Un jour de l'automne 1910, deux jeunes publicistes - c'est ainsi qu'on appelait les journalistes alors - viennent trouver le rédacteur en chef du Journal des Economistes, très sérieuse revue mensuelle entièrement vouée à la défense des idées libérales et du libre-échange, pour lui soumettre une idée et solliciter son aide.
Les deux jeunes audacieux, dont la postérité n'a pas retenu les noms, ont étudié en détail le très riche et foisonnant panorama de la presse du Paris de la «Belle époque» et ils ont fait une découverte.
On ne compte pas les journaux d'informations générales et politiques, mais on cherche en vain une publication qui serait consacrée à l'actualité économique. Chose étrange puisque l'économie française est alors une des toutes premières du monde et qu'elle est, depuis les dernières années du XIXe siècle, dans une phase de croissance sans précédent.
Il y a bien quelques gazettes boursières, mais leur réputation est parfois sulfureuse et leur horizon se limite à la «corbeille» où le compartiment le plus actif est celui des titres de rente. Mais d'organe quotidien d'information économique proprement dit, point.
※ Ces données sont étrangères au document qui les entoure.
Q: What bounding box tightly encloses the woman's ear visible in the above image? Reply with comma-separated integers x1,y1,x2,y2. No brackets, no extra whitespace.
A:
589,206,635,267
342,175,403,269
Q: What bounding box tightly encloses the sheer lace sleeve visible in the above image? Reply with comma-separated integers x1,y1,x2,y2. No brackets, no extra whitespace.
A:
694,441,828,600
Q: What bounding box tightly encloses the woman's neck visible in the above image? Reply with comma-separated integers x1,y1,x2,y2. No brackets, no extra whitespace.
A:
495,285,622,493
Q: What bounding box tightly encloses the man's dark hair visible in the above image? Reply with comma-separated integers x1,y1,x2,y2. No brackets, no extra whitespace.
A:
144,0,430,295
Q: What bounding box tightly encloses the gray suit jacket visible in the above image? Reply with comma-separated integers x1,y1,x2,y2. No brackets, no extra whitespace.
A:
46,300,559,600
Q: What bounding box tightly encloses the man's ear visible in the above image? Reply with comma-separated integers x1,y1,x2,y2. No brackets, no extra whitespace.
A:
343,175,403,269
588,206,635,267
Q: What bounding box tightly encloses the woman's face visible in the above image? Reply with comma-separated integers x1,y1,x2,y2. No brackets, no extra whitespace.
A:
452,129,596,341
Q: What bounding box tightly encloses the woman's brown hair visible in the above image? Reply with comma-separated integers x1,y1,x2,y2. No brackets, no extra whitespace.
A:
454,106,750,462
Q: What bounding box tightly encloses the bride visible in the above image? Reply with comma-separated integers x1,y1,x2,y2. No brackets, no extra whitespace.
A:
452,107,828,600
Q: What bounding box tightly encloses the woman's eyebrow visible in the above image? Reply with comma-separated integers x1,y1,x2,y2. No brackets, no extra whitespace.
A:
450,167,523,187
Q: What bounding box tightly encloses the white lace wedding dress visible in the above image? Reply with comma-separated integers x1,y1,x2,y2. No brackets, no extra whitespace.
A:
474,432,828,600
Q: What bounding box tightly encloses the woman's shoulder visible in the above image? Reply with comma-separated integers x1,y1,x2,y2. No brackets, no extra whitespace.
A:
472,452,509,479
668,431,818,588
Hormis les rubriques spécialisées mais accessoires des journaux généralistes dits de qualité comme Le Temps, La Presse ou Le Journal.
Forts de ce constat, les deux publicistes entreprenants se sont mis dans la tête de lancer une agence télégraphique concentrant strictement son attention sur les faits économiques et financiers.
A leurs yeux, cette agence doit, selon la description qu'en fera des années plus tard son gérant, Henri Coulon, «toucher tout le grand public et, sous une forme plus accessible à tous que celle des manifestations des corps savants, propagerait les principes de l'économie libérale, en même temps qu'elle assurerait au public français le bénéfice d'informations ultra-rapides».
Caution
Pour mener à bien ce projet, les deux jeunes journalistes déterminés mais sans entregent, avaient bien conscience qu'il leur fallait une locomotive, une figure de proue dont la notoriété allait contribuer à faire connaître leur agence. Et ils ont jeté leur dévolu sur le rédacteur en chef du Journal des Economistes. Séduit par l'idée et conquis par l'enthousiasme de ses deux visiteurs, celui-ci accepte de participer à l'aventure qu'ils lui proposent. Et d'y jouer le rôle de caution intellectuelle et journalistique. L'affaire est entendue entre les trois hommes.
L'agence télégraphique qui va voir le jour dans les premiers mois de 1911 s'appellera L'Agence économique et financière. Et Yves Guyot, le patron du Journal des Economistes, en sera donc à la fois le directeur et la signature vedette.
Yves Guyot est à cette époque un économiste reconnu et une personnalité, un notable bien introduit dans tous les milieux politiques et économiques de la IIIe République. Il est alors âgé de 68 ans et a derrière lui une triple carrière particulièrement florissante. Carrière politique d'abord : ancien élu de Paris, ancien député siégeant sur les bancs de la Gauche radicale de Clemenceau - il fut rapporteur général de la commission du budget -, il est aussi ancien ministre des Travaux publics dans deux cabinets successifs à la fin du siècle précédent.
Carrière journalistique ensuite : depuis l'âge de 25 ans, ce fils et petit-fils d'avocats bretons a fréquenté de nombreuses rédactions parisiennes -Le Courrier français, La Pensée nouvelle, Le Rappel, le Radical et plus tardLe Siècle - ou provinciales - L'Indépendant du Midi à Nîmes et le quotidien radical de Montpellier dont il fut l'un des fondateurs.
Carrière d'essayiste et de polémiste enfin puisque, outre une bonne douzaine d'ouvrages dont les titres reflètent ses tropismes comme La tyrannie collectiviste, L'ABC du libre-échange, La comédie protectionniste ou encore La démocratie individualiste, il a été un des plus ardents défenseurs de la révision du procès du capitaine Dreyfus, s'est battu contre l'instauration de l'impôt sur le revenu, a plaidé pour le droit des femmes, ce qui lui valut une condamnation à six mois de prison pour avoir fait campagne contre le préfet de Paris et la violence de la police des mœurs contre les prostituées de la capitale.
Sans compter qu'il est président ou vice-président d'une demi-douzaine de sociétés savantes dont la Société des gens de lettres, la Société d'anthropologie et la Société d'économie politique en France, la Royal Statistical Society de Londres et l'American Academy of Political and Social Science.